Columbia administrators perceived such dire immediacy that a committee of faculty announced two days later that the college would drop football. Professor Herbert Lord called the game an “obsession, which has become a hindrance to the great mass of students, and proved itself harmful to academic standing and human life.”


Even in whimsical postcards, vicious face injuries were assumed

Columbia became the first school to publically commit to abolishing the game as it then existed and others seemed to feel equally strongly. Even still, support for the game remained overwhelming. Students at Columbia turned out in droves to publically protest the euthanizing of their team. A New York Times editorial on December 5th stated: “College Presidents who think football too bad for further tolerance are extremely few.” It was in this climate that the FIA rules committee met at the Philadelphia home of George McFadden, the chair of U Penn’s football committee, on December 10th.

The committee debated several possibly rule changes. Walter Camp’s suggested Panacea was to increase the yardage required for fresh downs from five to ten.

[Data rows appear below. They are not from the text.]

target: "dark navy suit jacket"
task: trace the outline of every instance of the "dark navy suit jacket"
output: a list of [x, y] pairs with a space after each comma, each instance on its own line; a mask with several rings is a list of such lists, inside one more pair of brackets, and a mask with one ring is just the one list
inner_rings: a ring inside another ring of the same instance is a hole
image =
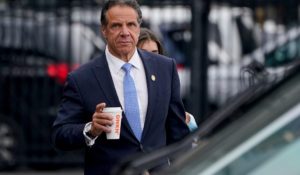
[[84, 125], [91, 121], [96, 105], [105, 102], [108, 107], [121, 106], [105, 54], [68, 76], [52, 137], [55, 146], [62, 150], [85, 147], [86, 175], [110, 174], [123, 158], [161, 148], [189, 133], [175, 60], [142, 50], [138, 53], [145, 67], [148, 87], [148, 109], [141, 142], [135, 138], [123, 113], [119, 140], [107, 140], [105, 134], [101, 134], [93, 146], [85, 143]]

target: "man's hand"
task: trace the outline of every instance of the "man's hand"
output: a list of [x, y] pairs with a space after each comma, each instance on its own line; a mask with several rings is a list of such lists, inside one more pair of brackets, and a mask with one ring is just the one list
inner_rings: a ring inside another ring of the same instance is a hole
[[99, 136], [102, 132], [111, 132], [108, 126], [113, 124], [113, 118], [111, 114], [102, 112], [105, 106], [105, 103], [98, 104], [93, 114], [90, 134], [94, 137]]

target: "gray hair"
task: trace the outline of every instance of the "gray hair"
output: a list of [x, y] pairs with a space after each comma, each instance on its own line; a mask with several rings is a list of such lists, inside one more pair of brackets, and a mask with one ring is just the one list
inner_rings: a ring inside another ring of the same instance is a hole
[[136, 0], [108, 0], [104, 3], [101, 11], [101, 17], [100, 17], [101, 25], [106, 26], [108, 24], [106, 13], [110, 8], [116, 5], [128, 6], [133, 8], [138, 14], [138, 19], [137, 19], [138, 23], [139, 24], [142, 23], [142, 11]]

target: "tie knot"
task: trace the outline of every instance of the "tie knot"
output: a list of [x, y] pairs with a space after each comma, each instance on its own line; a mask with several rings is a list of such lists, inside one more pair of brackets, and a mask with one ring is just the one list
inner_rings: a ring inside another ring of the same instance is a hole
[[130, 63], [125, 63], [125, 64], [122, 66], [122, 69], [123, 69], [126, 73], [129, 73], [131, 68], [132, 68], [132, 64], [130, 64]]

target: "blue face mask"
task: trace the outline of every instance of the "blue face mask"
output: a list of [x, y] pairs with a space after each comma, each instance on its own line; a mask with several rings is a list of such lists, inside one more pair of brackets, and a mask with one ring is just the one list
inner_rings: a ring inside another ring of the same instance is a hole
[[190, 122], [187, 125], [188, 125], [190, 131], [192, 132], [192, 131], [195, 131], [198, 128], [198, 125], [195, 121], [194, 116], [192, 114], [189, 114], [189, 115], [190, 115]]

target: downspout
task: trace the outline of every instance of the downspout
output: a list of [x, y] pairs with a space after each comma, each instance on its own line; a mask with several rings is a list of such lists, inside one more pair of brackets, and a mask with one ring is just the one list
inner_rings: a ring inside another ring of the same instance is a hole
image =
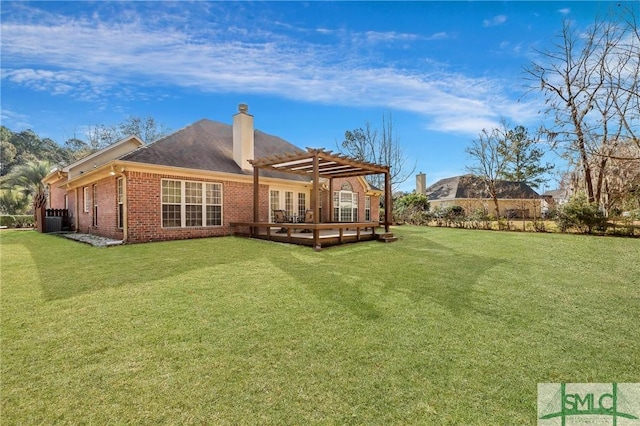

John Bell of U Penn hoped to weaken the ends of the line of scrimmage to encourage end running and prevent the ly body piles caused in central “mass plays”. He specifically suggested legalizing forward passes completed behind the line of scrimmage. Initially the forward pass was designed to open the field horizontally with back-field passes to the sidelines in order to get runners into the open. Bell had no idea how far his suggestion would eventually go to open play up and over the full hundred yards. More than any other rule change the forward pass defines the difference between American football and the early forms of Rugby from which it grew.

L. M. Dennis of Cornell suggested requiring all offensive players to remain behind the ball prior to kick-off. Stagg advocated 15 and 25 yard penalties for intentional fouls. The committee also considered suggestions for instituting a ‘neutral zone’ to separate the teams at the line. We can hardly imagine the game today without these rules and it is unfortunate that it took so many lives lost to bring them about.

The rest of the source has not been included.